Barrick Gold Corp. shares slid 11 per cent Tuesday as investors reacted to the gold miner's first-quarter results, which missed production and earnings estimates and revealed higher operating costs.
The world's largest gold producer late Monday reported first-quarter net income of $889-million (U.S.) and adjusted net earnings of $162-million, or 14 cents a share, versus the analyst consensus estimate of 20 cents a share.
At the company's annual meeting Tuesday, president Kelvin Dushnisky highlighted Barrick's new era of caution, including cost savings through new joint ventures and debt reduction – having paid down $178-million in the first quarter.
But the market instead focused on Barrick's lowered production forecast for the current year – 5.3 million to 5.6 million ounces, down from the original 5.6 million to 5.9 million range – partly as a result of selling half its stake in the Veladero mine to Shandong Gold Group Co. Ltd. The mine is facing delays after a March cyanide-solution spill, the site's third in 18 months. Federal and provincial authorities in Argentina are reviewing a new plan for the mine's operations, which would come at a preliminary cost of $500-million. That includes the estimated capital to sustain operations over five years, and includes planned expansion and other funding, a spokesperson said.
Shares fell $2.82 to $22.89 on the Toronto Stock Exchange Tuesday.
Barrick spent 2016 rebuilding after being bitten by the commodities slump and ill-fated acquisition spending.
But its new, restrained spending strategy comes at a cost: paring back assets often means lower production.
Last month, Barrick and Goldcorp Inc. announced they would work together to consolidate gold-mine development in Chile's Maricunga Belt in a complex transaction also including Kinross Gold Corp. and a junior mining company – a deal that will see Barrick and Goldcorp split capital and operating costs while sharing infrastructure.
Morgan Stanley & Co. LLC analyst Evan Kurtz said in a note that the quarter's lowered production was "largely expected," but that Barrick will have to play catch-up the rest of the year to meet guidance.
Credit Suisse's Anita Soni, however, said in a note that "the strategic benefits of diversifying exposure from an asset which has had recent operational issues, in addition to partnering with Shandong … outweigh the modest financial dilution on our estimates."
At the annual meeting in Toronto on Tuesday, Mr. Dushnisky called the Veladero spills unacceptable, and reiterated that it was working with local communities to regain their trust. Normal activity is expected to resume in June.
Shareholders at the meeting expressed little concern over the Argentinian mine. One question was raised about standards of community approval for such projects, which the president affirmed was important. Instead, most controversy came from other corners of the world.
Two attendees questioned the environmental impact of the Pueblo Viejo mine in the Dominican Republic.
More prominently, two women from Papua New Guinea who allege to be victims of sexual violence from security staff and police at the Porgera Joint Venture – one of whom was among 119 women who settled with the company through a compensation agreement – attended the meeting and gave statements through Catherine Coumans, a research co-ordinator with MiningWatch Canada.

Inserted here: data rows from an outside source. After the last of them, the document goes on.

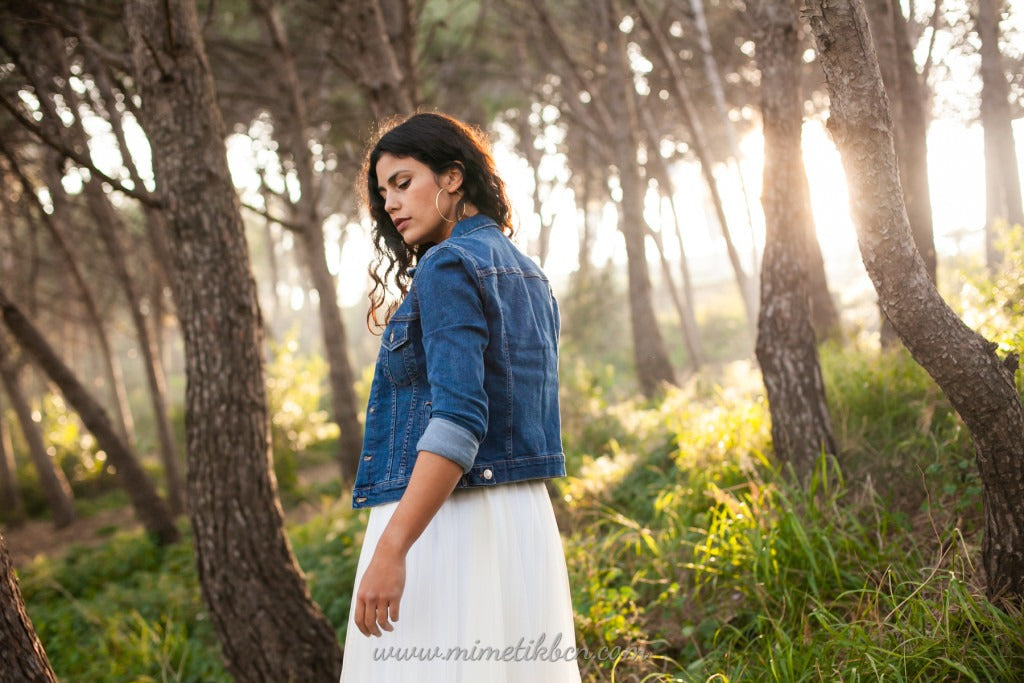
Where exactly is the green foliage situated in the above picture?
[962,223,1024,394]
[266,331,338,492]
[22,348,1024,683]
[558,356,1024,681]
[19,529,230,683]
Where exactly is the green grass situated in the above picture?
[20,348,1024,683]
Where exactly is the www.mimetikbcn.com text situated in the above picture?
[374,633,650,661]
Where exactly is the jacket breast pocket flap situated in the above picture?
[381,321,419,386]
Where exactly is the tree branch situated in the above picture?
[0,95,163,209]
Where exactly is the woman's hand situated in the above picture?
[354,451,462,637]
[355,546,406,638]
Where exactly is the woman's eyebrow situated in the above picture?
[377,168,409,193]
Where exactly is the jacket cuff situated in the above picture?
[416,417,480,474]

Unable to speak as proxies at the shareholder meeting, Everlyn Gaupe and Joycelyn Mandi said via Ms. Coumans that they wanted Barrick to better recognize the ill effects from the mine that they see each day, from dealing with mine waste to the threat of sexual violence, which they alleged still exists despite Barrick's efforts. The company introduced a "remedy framework" several years ago to compensate victims of sexual violence in Porgera; Ms. Gaupe and Ms. Mandi also hoped to meet with Barrick while in Canada to discuss it – with requests to examine more cases and to let those women who have been compensated seek greater restitution.

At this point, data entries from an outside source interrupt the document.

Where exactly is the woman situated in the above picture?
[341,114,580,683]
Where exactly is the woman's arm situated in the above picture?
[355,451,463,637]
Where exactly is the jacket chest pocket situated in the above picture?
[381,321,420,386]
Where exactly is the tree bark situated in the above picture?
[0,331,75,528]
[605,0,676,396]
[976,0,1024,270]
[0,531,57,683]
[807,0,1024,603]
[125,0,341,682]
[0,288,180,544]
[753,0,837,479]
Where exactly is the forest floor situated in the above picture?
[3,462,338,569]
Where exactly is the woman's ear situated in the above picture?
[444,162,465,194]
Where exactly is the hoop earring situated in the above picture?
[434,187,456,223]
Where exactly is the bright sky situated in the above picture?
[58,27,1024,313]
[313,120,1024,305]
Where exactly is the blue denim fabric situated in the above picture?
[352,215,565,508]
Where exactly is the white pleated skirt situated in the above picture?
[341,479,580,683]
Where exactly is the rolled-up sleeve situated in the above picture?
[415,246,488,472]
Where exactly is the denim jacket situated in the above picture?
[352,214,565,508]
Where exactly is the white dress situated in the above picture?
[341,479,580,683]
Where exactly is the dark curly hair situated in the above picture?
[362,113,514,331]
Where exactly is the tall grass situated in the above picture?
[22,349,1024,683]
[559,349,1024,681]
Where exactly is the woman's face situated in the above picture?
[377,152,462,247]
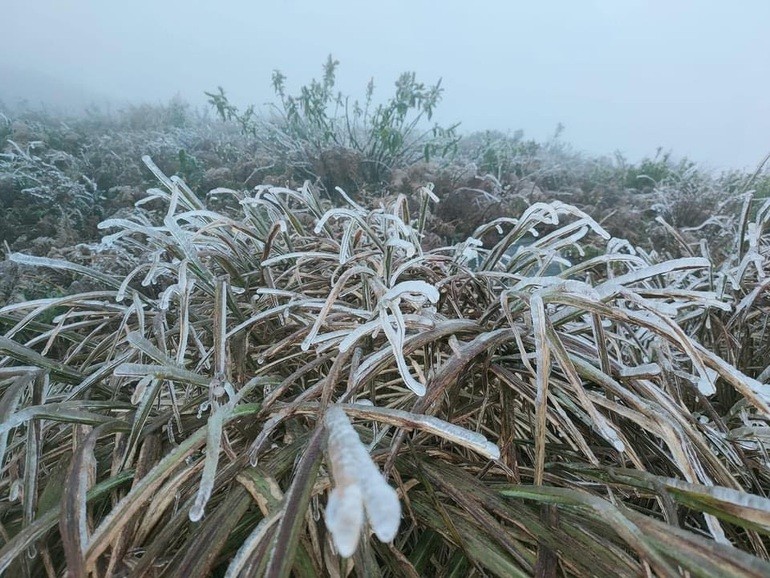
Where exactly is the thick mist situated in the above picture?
[0,0,770,168]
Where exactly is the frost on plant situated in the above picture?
[324,406,401,557]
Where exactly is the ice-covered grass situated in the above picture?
[0,154,770,577]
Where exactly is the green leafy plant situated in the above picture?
[206,56,458,181]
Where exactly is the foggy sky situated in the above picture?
[0,0,770,168]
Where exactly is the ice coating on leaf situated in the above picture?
[324,405,401,557]
[339,321,380,353]
[698,367,719,396]
[620,363,661,379]
[325,484,364,558]
[386,237,416,258]
[361,460,401,542]
[189,406,226,522]
[382,281,439,303]
[380,308,425,397]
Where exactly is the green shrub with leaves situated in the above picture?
[206,56,458,182]
[0,154,770,577]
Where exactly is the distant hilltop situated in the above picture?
[0,63,109,113]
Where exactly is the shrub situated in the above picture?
[206,56,458,182]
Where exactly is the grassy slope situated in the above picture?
[0,106,770,576]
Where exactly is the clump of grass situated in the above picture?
[0,154,770,577]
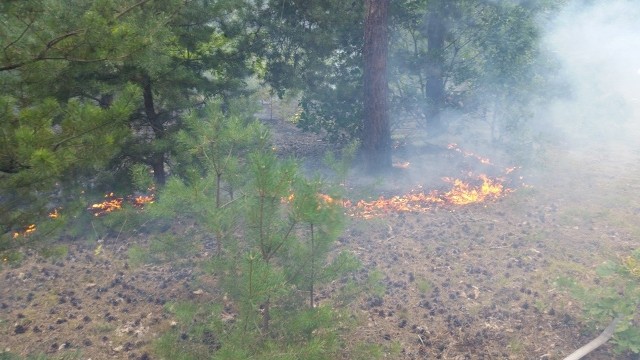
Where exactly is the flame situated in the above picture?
[343,174,512,219]
[13,224,36,239]
[133,194,155,208]
[87,188,155,216]
[47,208,60,219]
[87,193,124,216]
[443,174,504,205]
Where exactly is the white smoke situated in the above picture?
[544,0,640,147]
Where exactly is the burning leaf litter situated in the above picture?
[87,189,155,216]
[345,174,513,219]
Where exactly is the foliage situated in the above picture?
[558,250,640,354]
[146,102,357,359]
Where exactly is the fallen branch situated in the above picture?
[564,317,622,360]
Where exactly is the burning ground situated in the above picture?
[0,117,640,359]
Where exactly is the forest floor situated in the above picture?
[0,111,640,360]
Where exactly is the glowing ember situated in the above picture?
[47,209,60,219]
[345,175,512,219]
[443,175,504,205]
[13,224,36,239]
[132,194,155,208]
[87,193,123,216]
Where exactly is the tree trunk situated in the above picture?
[425,0,447,135]
[362,0,391,172]
[142,76,167,186]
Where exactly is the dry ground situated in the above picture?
[0,116,640,360]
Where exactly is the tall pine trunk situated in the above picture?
[425,0,447,135]
[142,75,167,186]
[362,0,391,172]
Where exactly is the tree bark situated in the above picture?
[362,0,391,172]
[425,0,447,135]
[142,76,167,186]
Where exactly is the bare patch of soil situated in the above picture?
[0,116,640,359]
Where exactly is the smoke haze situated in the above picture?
[542,0,640,151]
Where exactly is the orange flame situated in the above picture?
[88,193,123,216]
[13,224,36,239]
[133,194,155,208]
[47,208,60,219]
[344,175,512,219]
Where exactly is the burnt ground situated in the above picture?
[0,114,640,359]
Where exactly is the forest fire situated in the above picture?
[13,224,36,239]
[87,193,124,216]
[346,175,512,219]
[87,189,155,216]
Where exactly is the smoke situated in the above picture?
[542,0,640,152]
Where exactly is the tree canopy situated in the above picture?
[0,0,556,233]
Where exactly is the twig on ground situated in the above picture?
[564,317,622,360]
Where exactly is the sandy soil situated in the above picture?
[0,116,640,359]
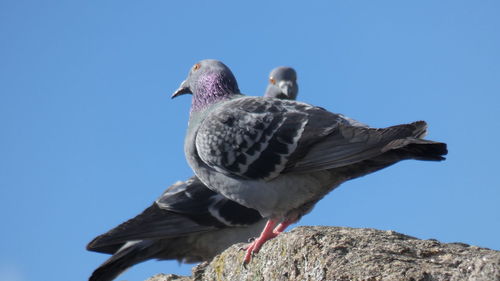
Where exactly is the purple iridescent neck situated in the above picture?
[191,73,239,113]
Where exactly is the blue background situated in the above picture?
[0,0,500,281]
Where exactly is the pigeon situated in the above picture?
[264,66,299,100]
[87,67,298,281]
[87,177,265,281]
[172,60,447,264]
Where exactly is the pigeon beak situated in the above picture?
[171,80,191,98]
[278,81,293,98]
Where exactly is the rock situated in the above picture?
[148,227,500,281]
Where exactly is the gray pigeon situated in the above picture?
[87,177,265,281]
[264,66,299,100]
[87,68,298,281]
[172,60,447,264]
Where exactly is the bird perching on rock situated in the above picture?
[87,67,298,281]
[172,60,447,263]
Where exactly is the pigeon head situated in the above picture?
[264,66,299,100]
[172,60,240,111]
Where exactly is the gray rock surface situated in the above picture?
[148,227,500,281]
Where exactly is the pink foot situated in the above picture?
[243,215,297,265]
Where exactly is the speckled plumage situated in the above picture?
[87,63,298,281]
[174,60,447,262]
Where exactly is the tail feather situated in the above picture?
[89,240,158,281]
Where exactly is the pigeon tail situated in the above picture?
[89,240,161,281]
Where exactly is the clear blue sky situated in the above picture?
[0,0,500,281]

Mr. Dushnisky said Barrick representatives would be happy to meet with them, that he and the company considered all cases of sexual violence to be intolerable, and that its remedy framework was "not perfect" – but did not directly address allegations that such violence from mine security has continued since the remedy framework was put in place, or why other cases, such as Ms. Mandi's, had apparently not yet begun the claim process despite being filed with the mine's grievance office.

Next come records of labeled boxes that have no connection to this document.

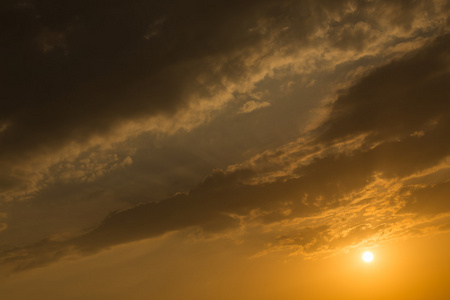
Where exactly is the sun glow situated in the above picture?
[363,251,373,263]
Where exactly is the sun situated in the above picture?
[363,251,373,263]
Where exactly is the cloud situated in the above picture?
[0,1,450,270]
[238,100,271,114]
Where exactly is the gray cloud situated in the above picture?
[0,1,450,270]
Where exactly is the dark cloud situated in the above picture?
[0,0,444,163]
[0,1,450,270]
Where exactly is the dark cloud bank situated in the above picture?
[2,31,450,270]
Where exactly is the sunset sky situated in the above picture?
[0,0,450,300]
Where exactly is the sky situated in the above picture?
[0,0,450,300]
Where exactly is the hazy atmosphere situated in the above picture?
[0,0,450,300]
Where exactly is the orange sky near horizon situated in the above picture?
[0,0,450,300]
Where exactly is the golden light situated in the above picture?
[363,251,373,263]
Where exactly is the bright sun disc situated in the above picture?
[363,251,373,262]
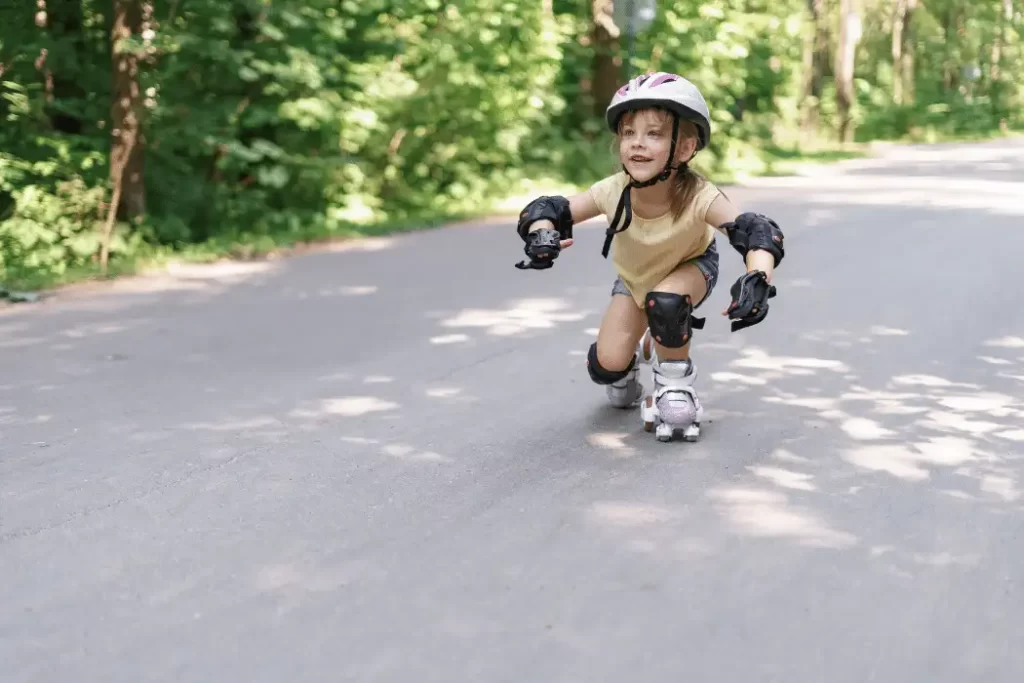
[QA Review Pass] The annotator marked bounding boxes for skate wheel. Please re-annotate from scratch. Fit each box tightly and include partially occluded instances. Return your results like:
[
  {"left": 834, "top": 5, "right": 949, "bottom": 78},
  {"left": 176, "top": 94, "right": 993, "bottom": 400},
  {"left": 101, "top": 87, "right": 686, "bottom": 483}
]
[
  {"left": 683, "top": 423, "right": 700, "bottom": 443},
  {"left": 654, "top": 422, "right": 673, "bottom": 443}
]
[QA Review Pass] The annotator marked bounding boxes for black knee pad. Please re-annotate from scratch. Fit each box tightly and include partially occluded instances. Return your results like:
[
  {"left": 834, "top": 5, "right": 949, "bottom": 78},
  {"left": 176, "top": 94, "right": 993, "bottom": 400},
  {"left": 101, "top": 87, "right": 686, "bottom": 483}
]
[
  {"left": 587, "top": 342, "right": 637, "bottom": 384},
  {"left": 644, "top": 292, "right": 703, "bottom": 348}
]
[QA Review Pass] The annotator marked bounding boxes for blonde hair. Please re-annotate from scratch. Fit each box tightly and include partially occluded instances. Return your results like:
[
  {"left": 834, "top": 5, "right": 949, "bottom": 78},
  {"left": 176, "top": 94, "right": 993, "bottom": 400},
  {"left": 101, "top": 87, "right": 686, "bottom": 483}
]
[{"left": 614, "top": 108, "right": 708, "bottom": 218}]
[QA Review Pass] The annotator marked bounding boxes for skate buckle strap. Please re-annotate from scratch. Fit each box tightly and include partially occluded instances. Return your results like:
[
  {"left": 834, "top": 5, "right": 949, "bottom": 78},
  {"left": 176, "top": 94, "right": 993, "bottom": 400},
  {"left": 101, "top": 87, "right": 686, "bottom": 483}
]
[{"left": 651, "top": 361, "right": 697, "bottom": 400}]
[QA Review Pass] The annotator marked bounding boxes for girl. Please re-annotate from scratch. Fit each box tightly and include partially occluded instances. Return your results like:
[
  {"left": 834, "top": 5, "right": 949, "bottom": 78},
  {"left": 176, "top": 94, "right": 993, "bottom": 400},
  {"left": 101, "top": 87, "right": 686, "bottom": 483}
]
[{"left": 516, "top": 72, "right": 784, "bottom": 441}]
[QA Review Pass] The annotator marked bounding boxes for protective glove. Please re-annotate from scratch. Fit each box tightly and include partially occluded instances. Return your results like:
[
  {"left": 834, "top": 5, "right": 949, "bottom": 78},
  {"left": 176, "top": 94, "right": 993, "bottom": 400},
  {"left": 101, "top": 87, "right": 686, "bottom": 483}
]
[
  {"left": 515, "top": 227, "right": 562, "bottom": 270},
  {"left": 726, "top": 270, "right": 775, "bottom": 332}
]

Mr. Dushnisky was not available for an interview following the meeting. Barrick regularly faces criticism from human-rights activists, including with MiningWatch, at its annual meetings.
Barrick owns 47.5 per cent of the Porgera Joint Venture, though its stake has been as high as 95 per cent since first buying in a decade ago. In interviews, Ms. Guape and Ms. Mandi said they were happy Barrick agreed to meet, but were still frustrated given how much compensation they believe they and other alleged victims deserve.
"I'm not feeling good, but I'm happy that at least they responded that they'll be having a meeting with us," Ms. Mandi said in an interview. She and Ms. Gaupe alleged that many of the indirect economic compensation that victims were promised, such as education initiatives and business training, have not yet begun. Their troubles, Ms. Gaupe said, are not over: "Our lives in the village community are in danger."